In order to have opportunities to exhibit their work, women began to create their own organisations, and undoubtedly, one of the most significant was the Society of Female Artists which had created a platform for women artists to showcase their work. At the beginning, the membership was granted to female artists who had exhibited with the SFA and who earned their livelihood through art.

The society existed with the name of Society of Female Artists since its foundation until 1869. English biographer Harriet Grote and the opera singer Jenny Lind were cited as founder members of the SFA. At that time, the society was managed by a committee. among the early members were Rosa Bonheur and Elizabeth Thompson.

The first exhibition was held at 315 Oxford Street, between 1 June and 18 July 1857. The Exhibition comprised 358 works, most of them were landscapes, by 149 artists. It became the focus of a debate on the role of women in art. According to the press of the time, the success of the exhibition exceeded the expectations.
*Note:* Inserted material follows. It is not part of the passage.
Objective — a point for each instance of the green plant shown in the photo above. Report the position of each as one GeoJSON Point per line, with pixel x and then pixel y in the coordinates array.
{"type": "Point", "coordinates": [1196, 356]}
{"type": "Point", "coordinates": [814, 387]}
However, the annual exhibitions received controversial reviews, maybe one of the reasons to this was that the exhibits were chosen on a liberal and amicable basis. This was addressed in 1865, when their lack of professionalism led to a reorganisation of the SFA under the patronage of the Duchess of Cambridge, therefore the society was renamed as the Society of Lady Artists. since then the society has received royal patronage, the current royal patron is the Princess Michael of Kent.

Elizabeth Thompson

The Society’s earliest records were lost or destroyed during the Second World War. The catalogues and remaining papers dating from 1929 are now housed in the Victoria and Albert Museum Library. For this reason, there is a debate to determined exactly when the society was renamed. The different sources suggest twa dates: 1869 and 1873. In 1886 Madeline Francis Jane Marrable, a prolific watercolourist and oil painter, who joined the committee in 1867, became the first president of the society. The society embraced the 20th century with a new name: Society of Women Artists (SWA).

The SWA has had several important artists among its members, such as Dame Laura Knight, who was elected president in 1932 and retained that office until she retired in 1968 to become a patron. Other notorious names are the illustrator Mabel Lucie Atwell, portraitists Daphne Todd and June Mendoza.

Nowadays, and according to the words of its former president Sue Jelley, the SWA has become a modern tradition with initiatives to encourage young talented artists to fulfil their potential and collaborating with charities to help the need.

Dame Laura Knight


  • The membership of SWA is composed of a maximum of 150 members who promote new artists and encourage present their work in the annual exhibitions.
  • the SWA’s archive was given to the Victoria and Albert Museum’s Archive in 1996.